At first listen, the song in tonight’s Friday Evening Video might not strike you as especially romantic. It’s an uptempo rocker instead of a ballad, and the word “love” isn’t uttered once in the lyrics. But the thing about this song, the thing that made me think of it as we head into the Valentine’s Day weekend, is that it brilliantly captures the sensation of a new romance if not the poetry of it, that giddy euphoria you get right at the beginning when everything seems to be going right and you can’t stop thinking about that lucky girl or guy, and you’re counting the minutes until you can be with them again.

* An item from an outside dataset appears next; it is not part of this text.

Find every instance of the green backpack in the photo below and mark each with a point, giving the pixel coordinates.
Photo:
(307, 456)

It’s also one of the handful of songs that effortlessly make me happy; something about its sonic construction — the melody, the beat, the quality of the vocals — presses a button in me and makes me feel good regardless of what sort of day I’ve been having. And the line “I walk home every evening and my feet are quick to move/because I know my destination is a warm and waiting you” is simply one of the dead sexiest lyrics I’ve ever heard.

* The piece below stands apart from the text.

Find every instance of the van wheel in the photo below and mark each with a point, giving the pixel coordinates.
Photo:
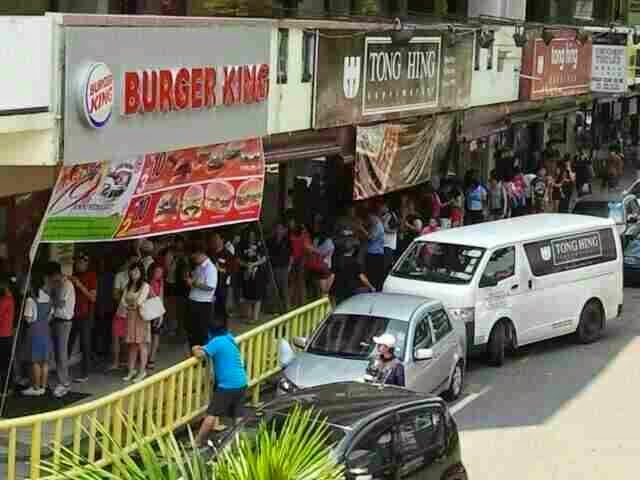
(456, 383)
(496, 346)
(591, 323)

Ladies and gentlemen, one of my absolute personal favorites:
“Nothin’ at All” was the fourth single released from Heart’s self-titled 1985 album, which was the band’s first on the Capitol Records label. Heart had been around for roughly a decade at that point, depending on which date you use as its official beginning, and I know some older fans were a bit put off by this album, which brought Heart a new, slicker sound and a hair-metal visual makeover. But it also yielded their greatest commercial success, becoming their first (and so far only) number-one album and spending a mind-blowing 92 weeks on the Billboard charts. The album yielded four hit singles, one of which — “These Dreams” — was their first number-one. “Nothin’ at All” was released in April 1986 and peaked at number 10. Curiously, the song exists in different forms; the mix featured in this video and on the 45 rpm single is an alternate version of the album track, although some early pressings of the Heart album used this mix as well. The original mix, which has a far more subdued vocal track and guitar solo, appears on other pressings of the album and some compilations. For what it’s worth, my preference is the punchier alternate mix you just heard in the video.

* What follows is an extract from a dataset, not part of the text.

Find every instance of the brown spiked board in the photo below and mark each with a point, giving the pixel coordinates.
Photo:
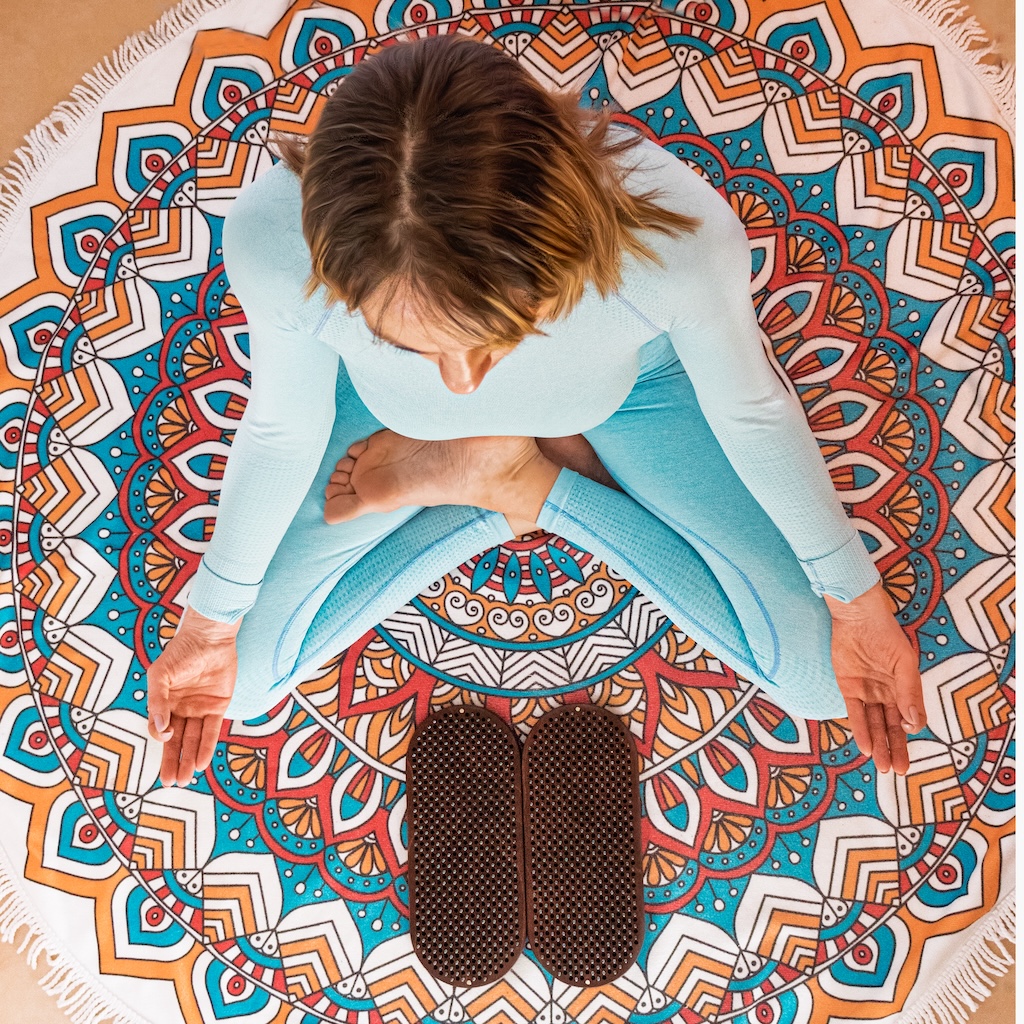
(581, 792)
(466, 876)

As for the video itself, well… it’s admittedly not so great. Sisters Ann and Nancy Wilson were never terribly comfortable with the MTV thing and its emphasis on musicians’ appearance over the music, especially Ann, who has long been self-conscious about her weight (needlessly, in my opinion, but then I know firsthand that how you see yourself often isn’t how others see you). They both seem pretty awkward in front of the camera to me, much as I like looking at them, and the whole bit in their bedroom with Nancy trying on different outfits is just cheesy. Nevertheless, I do enjoy watching this one. It has an air of glamour that was common to a lot of popular media in the mid-1980s, and which I think we lost with the closing of that decade. I miss that kind of moody lighting. And it doesn’t hurt either that the video was filmed in Los Angeles’ Bradbury Building, a gorgeously preserved structure from 1893 that’s instantly recognizable fans of the movie Blade Runner as the home of JF Sebastian.
And with that, I’m going to press play on the video again and wish you all a very happy Valentine’s Day. See you in the pyramids in light!